Over the last year I have noticed an emerging visual trend that has started popping up in all sorts of videos, and will probably make it’s way to the rest of the creative world. It is a black and white, lo-fi, grainy, not quite 8-bit look. It reminds me of 1980’s video camera footage that has been mashed up with a sort of hand-drawn style. I say sort of, because like in the video below it is obviously digital. The lines and shapes have a hand-drawn quality to them, but they are to clean. Like the art brushes that come with Adobe illustrator. Then there is the background texture, in this case paper, but in a number of other videos I’ve seen it’s is fine digital noise.

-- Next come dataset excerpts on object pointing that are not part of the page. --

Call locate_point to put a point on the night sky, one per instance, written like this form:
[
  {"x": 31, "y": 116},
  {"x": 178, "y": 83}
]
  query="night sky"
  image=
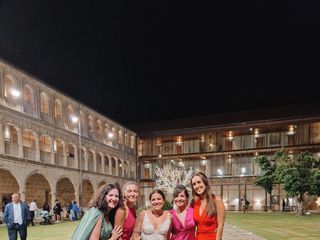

Fake signal noise that has been added to the clip to give it a dirty analog look. I’m curious how long it’ll be before this makes it’s way to mainstream advertising, at which point we can add it to the “jumped the shark” list like so many other trends of late. (sketchbook, stop motion, hyper color, 8-bit graphics and sound…)

By the way, this is quite hypnotic. Consider yourself warned.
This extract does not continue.